Peu importe, il s'agit d'un magnifique portrait de femme, dont l'auteur est passé maître, de La femme qui boit (2001) à Pour vivre ici (2018). Rose est sans doute l'une de ses héroïnes les plus captivantes et complexes, ne se livrant pas totalement, voulant le bonheur des autres en les enfermant dans une cage dorée. Sa solitude est totale, alors qu'elle apparaît seule dans le cadre de l'écran, réfrénant constamment ses désirs et ses pulsions, jusqu'à une conclusion crève-coeur. Son interprète Hélène Florent (Les oiseaux ivres) livre une nouvelle performance splendide, encapsulant son jeu dans les non-dits propres à son créateur. Elle forme un duo marquant avec Martin Dubreuil (la retenue lui va comme un gant), développant des rapports humains qui rappellent ceux des classes sociales.
La froideur de la protagoniste se réchauffe comme ces icebergs à la dérive, au fil des mois d'hiver qui finiront bien un jour par se terminer. Un tango entre l'ombre et la lumière que le metteur en scène illustre magnifiquement. La superbe photographie de Nicolas Canniccioni capte aisément le regard, à l'instar de la demeure de Rose qui est une continuité de sa personnalité. La pénombre règne dans ce lieu chargé, accueillant et étouffant à la fois. Malgré quelques échappées vers l'extérieur, il s'agit d'un drame de chambre, dont les échos au cinéma d'Ingmar Bergman sont palpables au fil d'une réalisation étudiée dont le rythme lent privilégie l'observation à l'action ou aux dialogues.

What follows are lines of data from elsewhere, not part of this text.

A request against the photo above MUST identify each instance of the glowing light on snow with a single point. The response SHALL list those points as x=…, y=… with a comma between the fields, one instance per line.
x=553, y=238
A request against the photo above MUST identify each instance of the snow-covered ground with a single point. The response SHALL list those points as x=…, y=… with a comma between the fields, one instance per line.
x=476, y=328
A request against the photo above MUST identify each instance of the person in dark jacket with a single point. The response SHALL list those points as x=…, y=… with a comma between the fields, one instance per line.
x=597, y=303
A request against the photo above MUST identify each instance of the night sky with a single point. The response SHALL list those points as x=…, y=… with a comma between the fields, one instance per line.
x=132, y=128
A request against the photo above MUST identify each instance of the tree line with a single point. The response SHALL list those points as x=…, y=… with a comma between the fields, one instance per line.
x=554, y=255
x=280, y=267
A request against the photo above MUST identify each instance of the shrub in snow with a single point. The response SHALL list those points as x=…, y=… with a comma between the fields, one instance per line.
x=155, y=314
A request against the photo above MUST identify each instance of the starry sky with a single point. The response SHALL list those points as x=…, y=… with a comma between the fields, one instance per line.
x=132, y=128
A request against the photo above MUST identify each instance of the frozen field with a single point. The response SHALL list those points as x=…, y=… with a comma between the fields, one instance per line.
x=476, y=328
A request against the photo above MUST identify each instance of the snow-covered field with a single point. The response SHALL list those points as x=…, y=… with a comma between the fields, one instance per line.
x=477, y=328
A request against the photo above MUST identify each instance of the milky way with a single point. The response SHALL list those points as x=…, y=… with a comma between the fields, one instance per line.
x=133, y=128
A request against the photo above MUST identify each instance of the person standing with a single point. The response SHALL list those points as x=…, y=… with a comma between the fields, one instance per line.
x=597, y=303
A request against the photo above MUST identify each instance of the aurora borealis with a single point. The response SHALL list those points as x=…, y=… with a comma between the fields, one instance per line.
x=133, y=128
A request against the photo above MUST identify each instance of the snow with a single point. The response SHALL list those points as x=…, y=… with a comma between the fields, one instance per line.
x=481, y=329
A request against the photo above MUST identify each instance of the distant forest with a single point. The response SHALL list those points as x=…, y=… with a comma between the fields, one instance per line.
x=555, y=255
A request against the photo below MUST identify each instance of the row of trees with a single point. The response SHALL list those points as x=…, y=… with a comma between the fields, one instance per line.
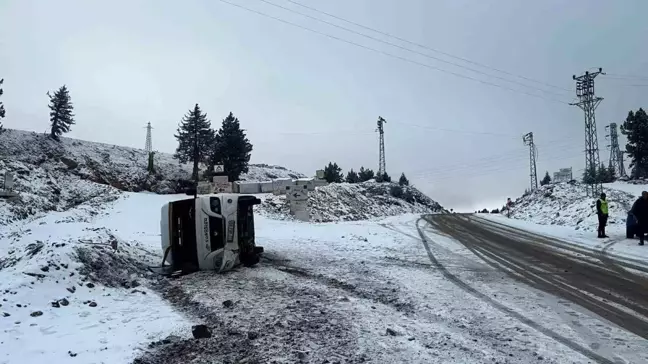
x=199, y=143
x=60, y=105
x=333, y=174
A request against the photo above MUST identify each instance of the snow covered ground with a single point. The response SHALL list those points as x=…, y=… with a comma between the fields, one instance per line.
x=342, y=292
x=53, y=176
x=617, y=246
x=566, y=204
x=118, y=166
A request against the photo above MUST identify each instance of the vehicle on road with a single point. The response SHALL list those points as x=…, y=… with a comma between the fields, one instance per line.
x=209, y=232
x=631, y=226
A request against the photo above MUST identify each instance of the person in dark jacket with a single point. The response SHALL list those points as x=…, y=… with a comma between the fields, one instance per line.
x=640, y=212
x=602, y=212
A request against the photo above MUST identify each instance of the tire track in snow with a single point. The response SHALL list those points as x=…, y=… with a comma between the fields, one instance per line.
x=506, y=310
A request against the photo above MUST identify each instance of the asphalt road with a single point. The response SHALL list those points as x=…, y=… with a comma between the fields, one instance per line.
x=596, y=283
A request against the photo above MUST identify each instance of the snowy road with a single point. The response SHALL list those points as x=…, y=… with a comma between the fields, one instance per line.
x=390, y=290
x=607, y=289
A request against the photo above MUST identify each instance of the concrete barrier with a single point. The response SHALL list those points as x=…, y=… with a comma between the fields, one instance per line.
x=267, y=187
x=248, y=187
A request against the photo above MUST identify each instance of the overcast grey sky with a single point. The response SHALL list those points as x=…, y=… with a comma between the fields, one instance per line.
x=306, y=99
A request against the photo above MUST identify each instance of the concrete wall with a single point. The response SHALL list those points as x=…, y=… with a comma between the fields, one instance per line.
x=267, y=187
x=248, y=187
x=308, y=182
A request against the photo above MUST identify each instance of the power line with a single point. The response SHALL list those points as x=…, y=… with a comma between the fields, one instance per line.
x=434, y=128
x=407, y=49
x=426, y=47
x=628, y=77
x=503, y=159
x=480, y=173
x=588, y=102
x=390, y=54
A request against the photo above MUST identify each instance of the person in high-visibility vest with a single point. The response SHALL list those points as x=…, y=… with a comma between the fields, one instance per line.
x=602, y=212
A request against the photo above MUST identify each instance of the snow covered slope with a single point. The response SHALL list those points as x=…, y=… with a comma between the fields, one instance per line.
x=51, y=176
x=66, y=296
x=348, y=292
x=352, y=202
x=567, y=204
x=120, y=167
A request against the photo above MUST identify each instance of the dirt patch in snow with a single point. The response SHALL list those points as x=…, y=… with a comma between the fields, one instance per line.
x=123, y=267
x=256, y=320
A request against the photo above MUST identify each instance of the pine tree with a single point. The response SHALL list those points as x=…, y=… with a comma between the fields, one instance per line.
x=2, y=111
x=61, y=114
x=590, y=176
x=635, y=128
x=365, y=174
x=403, y=181
x=384, y=178
x=333, y=173
x=195, y=139
x=352, y=177
x=546, y=180
x=231, y=148
x=606, y=175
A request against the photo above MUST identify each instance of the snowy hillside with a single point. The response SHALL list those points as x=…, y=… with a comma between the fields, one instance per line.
x=567, y=204
x=51, y=176
x=120, y=167
x=352, y=202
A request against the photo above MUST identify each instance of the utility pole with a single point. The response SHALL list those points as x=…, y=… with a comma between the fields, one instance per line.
x=148, y=147
x=528, y=140
x=588, y=102
x=616, y=156
x=381, y=159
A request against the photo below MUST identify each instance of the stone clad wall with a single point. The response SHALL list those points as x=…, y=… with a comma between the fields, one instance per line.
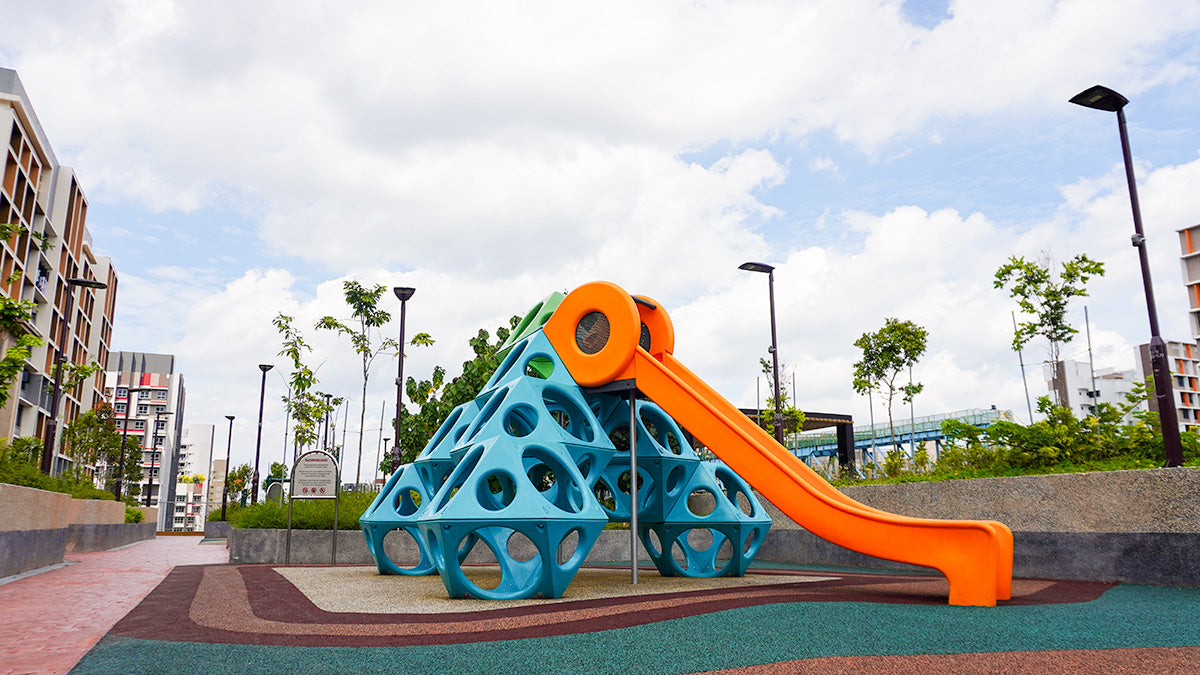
x=37, y=527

En adaptant la nouvelle Toute la vie, le coeur en peine de Luigi Pirandello (un auteur italien que les frères Taviani ont déjà porté à l'écran avec le magistral Kaos), Bernard Émond continue à traiter de ses thèmes de prédilection - la perte des repères, la quête des valeurs dans un monde dominé par l'argent - tout en posant un regard contemporain sur le Québec d'aujourd'hui. Celui à la croisée des chemins, marqué par la crise économique, qui doit apprendre à tendre la main et vivre avec sa propre conscience. Contrairement à ses précédents efforts (comme Le journal d'un vieil homme et Tout ce que tu possèdes), il a eu la présence d'esprit de tenir la narration au minimum, préférant le silence aux mots. La charge humaine, sociale et émotionnelle se veut ainsi moins didactique, plus subtile, même si quelques passages demeurent trop démonstrateurs.
Après quelques essais plus discutables, Bernard Émond renoue avec l'essence de son cinéma : un art de gravité où la dignité finit par avoir le dernier mot. En voilà un qui risque de nous manquer, même si la retraite n'est pas une fin en soi (parlez-en à Hayao Miyazaki).